The team does the application configurations using container technology and they debate the merits of using Docker, Kubernetes, Windows Server containers, and other container technologies. This ensures all the application services are configured and packaged in a uniform way and can be constructed consistently.

The team also thinks further about the data issues it experienced from the last release. Production data is always changing, so how can this data get mirrored into development and testing environment? The answer: This is also scripted so that production data is masked and can be shipped into development and testing environments on a schedule or on demand.

The team then rethinks its environment needs. Instead of one development environment, the team lets the creation of a new feature branch trigger the creation of a dedicated environment to develop this branch and the configurations necessary to deploy to this environment. The team also decides to set up two testing environments, one where the data is standardized and enables functional testing against a stable data set, and a separate environment with a full production data set to enable performance testing.

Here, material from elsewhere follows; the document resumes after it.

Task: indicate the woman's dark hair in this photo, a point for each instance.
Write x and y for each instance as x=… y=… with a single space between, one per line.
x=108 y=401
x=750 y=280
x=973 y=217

Establishing CI/CD in bite-size increments

The reality is that most organizations can’t easily mature a CI/CD practice in one shot or put business requirements on hold until one is established. Therefore, development organizations must change the wheels on the bus while the bus is driving.

In addition, many legacy applications can’t easily be converted holistically to CI/CD pipelines when some of the best practices can’t be implemented in reasonable timeframes or with the skills of the team that’s available.

So, in most organizations, CI/CD is matured over time, starting with the practices and automation that address the most important issues and avoid the biggest technical impediments.

A good place to start is to define and prioritize the problems and opportunities. Teams can then establish a devops epic in their agile backlogs and look to develop elements of their CI/CD pipeline over time and in parallel to addressing business needs.